The light has a different quality here. Filtered through greenery, it becomes softer and more diffuse, less about the ocean and more about the garden. The hallway is slightly narrower and the ceiling is lower, just enough to denote a shift in social position. At the time when this house was built, the highest-status rooms were on the first floor. Despite this, James Moon’s apartment seems nice enough. It has the relentless tidiness of a neat person who lives alone in ample space, and it smells very clean. Lily would have approved. I should feel guilty and nervous, but instead I feel pleasantly at home. Perhaps this is because I associate the homes of old people with feelings of well-being and relaxation. Perhaps it’s because the décor of the well-kept sitting room is oddly similar to Lily’s, with a good-quality floral sofa, matching easy chair and heavy velvet curtains looped back from the windows with twisted silk ropes. Or perhaps it’s because Marianne is perched on a little wooden step by the open French windows, dreamy and thoughtful, gazing into the garden with her chin in her hands. She looks so perfectly at home that it takes me a moment to realise she isn’t supposed to be there.
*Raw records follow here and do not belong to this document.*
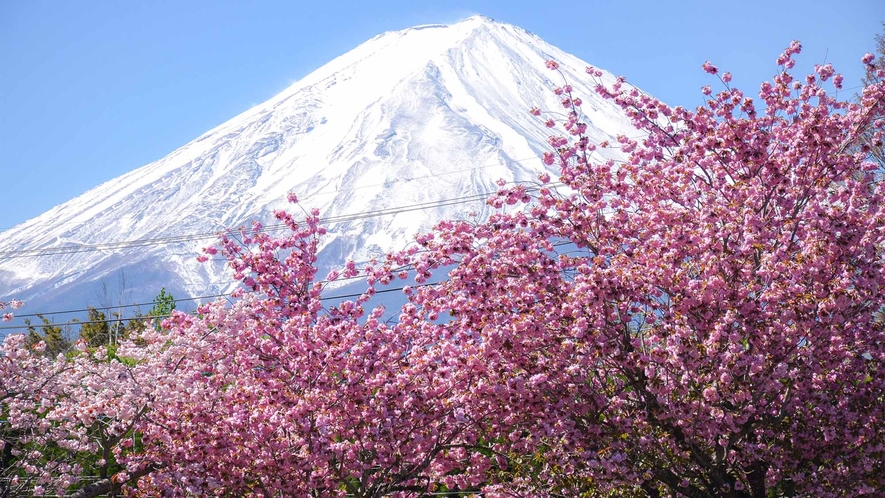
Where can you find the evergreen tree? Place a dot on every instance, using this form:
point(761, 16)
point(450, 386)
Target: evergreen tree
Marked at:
point(96, 329)
point(52, 335)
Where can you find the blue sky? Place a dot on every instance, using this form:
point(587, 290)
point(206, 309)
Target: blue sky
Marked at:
point(90, 90)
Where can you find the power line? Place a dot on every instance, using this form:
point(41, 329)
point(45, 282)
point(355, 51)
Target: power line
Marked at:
point(278, 226)
point(212, 296)
point(66, 324)
point(209, 235)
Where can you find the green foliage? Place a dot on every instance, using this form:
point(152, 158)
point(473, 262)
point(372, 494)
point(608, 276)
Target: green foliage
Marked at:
point(52, 335)
point(96, 330)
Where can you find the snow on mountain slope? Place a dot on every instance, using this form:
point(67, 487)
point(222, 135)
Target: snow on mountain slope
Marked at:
point(420, 116)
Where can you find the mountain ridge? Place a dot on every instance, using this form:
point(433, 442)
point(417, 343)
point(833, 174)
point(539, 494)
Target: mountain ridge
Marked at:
point(408, 117)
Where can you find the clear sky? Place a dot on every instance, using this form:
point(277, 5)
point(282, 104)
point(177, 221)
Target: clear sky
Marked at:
point(90, 90)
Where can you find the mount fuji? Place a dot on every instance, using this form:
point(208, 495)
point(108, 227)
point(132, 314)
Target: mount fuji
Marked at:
point(408, 128)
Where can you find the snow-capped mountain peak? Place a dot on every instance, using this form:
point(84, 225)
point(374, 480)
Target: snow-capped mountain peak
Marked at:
point(410, 127)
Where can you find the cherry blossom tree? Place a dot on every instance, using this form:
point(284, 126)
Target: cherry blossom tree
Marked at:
point(702, 319)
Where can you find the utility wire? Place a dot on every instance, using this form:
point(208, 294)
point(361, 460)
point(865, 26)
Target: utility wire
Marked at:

My shock must come out in some sort of alarming noise, because James Moon appears in the kitchen doorway at almost the same moment that Marianne turns around to look at me. Marianne looks surprised and a bit worried, as though I might have come to her with some bad news. James Moon looks angry, as if I’m somehow in the wrong. I decide to deal with him first.
“Hello,” I say, putting on a hard bright smile. “I see you’ve branched out from breaking and entering and gone into kidnapping.” He starts to reply, but I turn my back on him so I don’t have to pay attention and hold out my hand to Marianne. “Come on, Marianne. Time to go.”
To my bewilderment, Marianne refuses to take my hand.
“It’s all right,” she says. “He wasn’t kidnapping me. I was going past his window and I saw him, so I stopped and said hello.” When she looks at him I see a faint smile in the corners of his eyes and mouth. “I said you were working upstairs and we talked a bit, then I said I was thirsty. And he said I could come in and have a glass of lemonade.”
James holds up the tall clear glass of bubbles like a talisman.
Both James and Marianne are talking to me now, which means I can’t understand a word from either of them. I hold up a hand to James and turn to Marianne.
“We were talking about family,” she says. “He was telling me about this photo of Lily.”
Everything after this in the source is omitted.